« Personne, il n’y a plus personne
Mon âme qui s’affole, en prenant son envol
Me laisse inanimé… »
L’église est vide. Il y flotte encore un peu de fumée d’encens… On a tout ramassé : la photo du défunt, le bouquet, la bougie, la petite croix et la boîte en bois verni qui contient tout ce qu’il reste de celui qui était le héros de ce samedi de janvier. Fernand n’a pas souvent été le héros du jour. À part l’anniversaire de naissance, le 30 septembre, qui, dans sa jeunesse, devait sans doute être fêté en même temps que celui de son frère né un 28 septembre. Ça se passait comme ça dans les grosses familles. À l’époque, on fêtait aussi la première communion, la confirmation. Peut-être que je me trompe, mais je crois que la dernière grande fête que Fernand a vécue fut celle que ses compagnons de travail lui ont organisée quand il a pris sa retraite. Une vraie fête, avec un gros cadeau et une belle photo pour immortaliser ce moment heureux. C’est justement cette photo qui était tantôt sur la table, près de l’urne contenant les cendres de notre frère qui a pris son envol il y a déjà neuf jours. Bref, la cérémonie est terminée; il n’y a plus personne. Les vivants sont allés se réconforter à la chaleur de l’amitié, autour d’un repas, parce que, justement, ils sont vivants.
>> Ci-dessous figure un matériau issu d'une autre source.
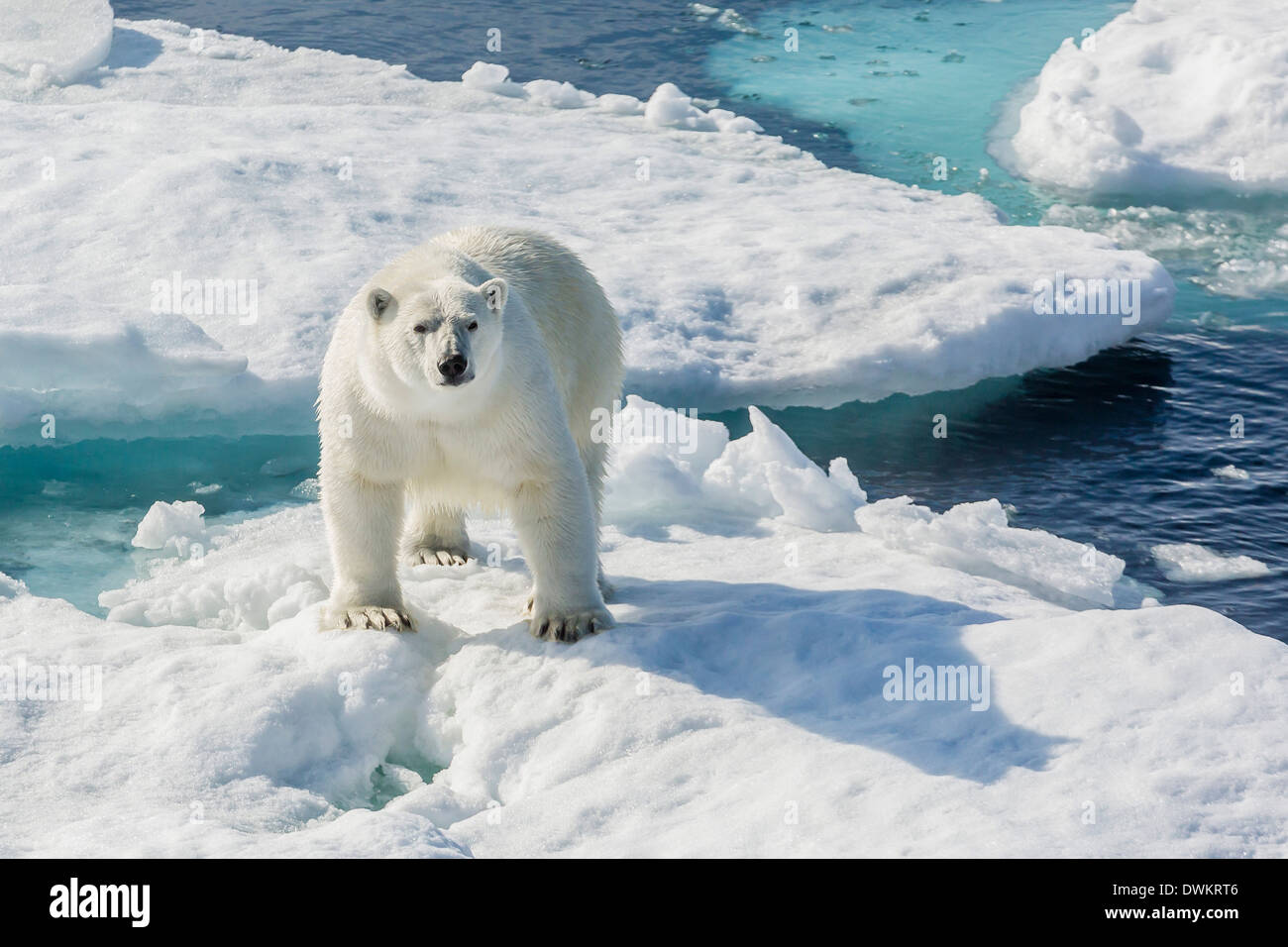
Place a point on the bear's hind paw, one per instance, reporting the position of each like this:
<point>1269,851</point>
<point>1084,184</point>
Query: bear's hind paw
<point>572,626</point>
« Personne, j’ai besoin, j’ai personne.
Mon être dégringole, tous mes sens m’abandonnent.
Je n’sais pas si j’ai peur… »
J’essaie d’imaginer ce qui se passe…On est quelque part ou au milieu de nulle part. J’imagine qu’on voit s’éloigner ces lieux où on a vécu. On doit errer un bout de temps; on n’est pas sur l’autoroute, il ne doit pas y a voir beaucoup d’indications! Là, en bas, les gens sont rassemblés, ils parlent de celui qui n’est plus : « C’était de belles funérailles! » Les prières, la musique, les chants, sont censés l’accompagner sur cette route inconnue, qui le mène on ne sait où. On a rappelé des souvenirs de sa vie, uniquement de beaux souvenirs. On a énuméré ses qualités, juste ses qualités… avait-il des défauts? Sans doute, mais on les a déjà oubliés!
« Je regarde d’en haut, le corps de mon esprit.
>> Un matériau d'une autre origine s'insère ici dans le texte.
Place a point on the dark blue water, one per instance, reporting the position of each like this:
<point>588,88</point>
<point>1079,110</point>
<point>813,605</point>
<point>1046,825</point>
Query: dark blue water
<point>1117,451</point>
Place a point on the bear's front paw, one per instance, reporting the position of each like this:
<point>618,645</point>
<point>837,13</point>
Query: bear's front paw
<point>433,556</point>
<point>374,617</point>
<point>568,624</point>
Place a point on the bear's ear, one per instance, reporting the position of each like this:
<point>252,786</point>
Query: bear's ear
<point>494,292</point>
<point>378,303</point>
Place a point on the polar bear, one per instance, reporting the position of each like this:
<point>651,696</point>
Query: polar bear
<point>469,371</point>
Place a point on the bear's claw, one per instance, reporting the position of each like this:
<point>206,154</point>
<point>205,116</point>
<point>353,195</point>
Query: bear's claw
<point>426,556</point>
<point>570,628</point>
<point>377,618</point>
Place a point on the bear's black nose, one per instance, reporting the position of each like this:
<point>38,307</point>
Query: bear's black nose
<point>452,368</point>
Mon visage à l’envers, tout petit, tout petit… »
Je ne sais pas si Fernand avait le vertige… moi je l’ai, rien qu’à grimper sur une chaise! Je me vois mal voltiger dans un espace inconnu. Où s’en va-t-on quand on part? Certains disent qu’on ne se rend pas tout de suite vers cet autre monde auquel on donne toutes sortes de noms : « l’au-delà », « le paradis », « l’envers du ciel », « le pays d’où l’on ne revient pas »… J’aime assez l’idée qu’on « squatte » pour un temps les lieux qu’on a fréquentés. Vous connaissez sûrement le poème qui dit entre autres : « Je ne suis pas loin, je suis juste dans la pièce à côté ». Je ne connais pas l’auteur, mais c’est un texte réconfortant.
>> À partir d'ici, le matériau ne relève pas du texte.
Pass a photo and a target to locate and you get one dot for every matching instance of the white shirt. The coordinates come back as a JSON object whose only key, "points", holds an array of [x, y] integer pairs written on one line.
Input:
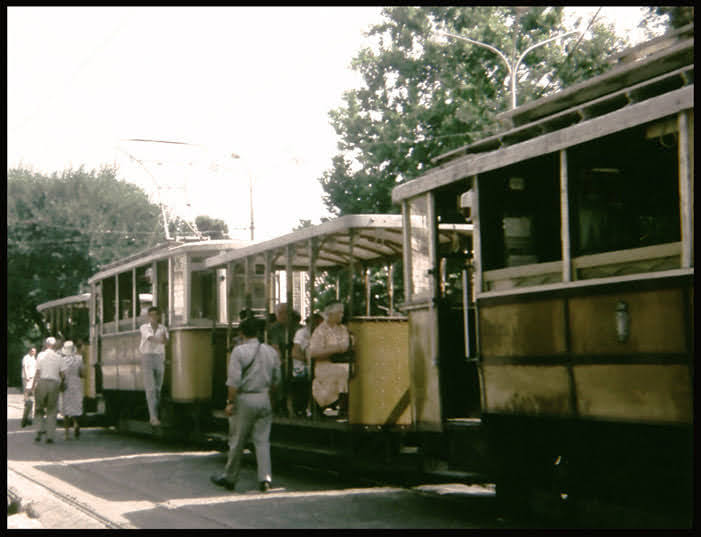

« Si Dieu existe, et qu’il t’aime
Comme tu aimes les oiseaux,
Comme un fou, comme un ange… »
C’est qu’après ce voyage intersidéral dont on ne connaît pas la durée, mon cher frère, tu vas atteindre quelque chose qu’on ne peut pas nommer, qui n’est pas vraiment un endroit, mais qu’on appelle le repos, la paix. Et moi, parce que j’ai l’espérance des entêtés, je crois que Dieu existe, et qu’Il est lui-même, ce repos, cette paix. Va mon frère, tu as gravi le pire des calvaires, « tu peux enfin marcher sur les étoiles ».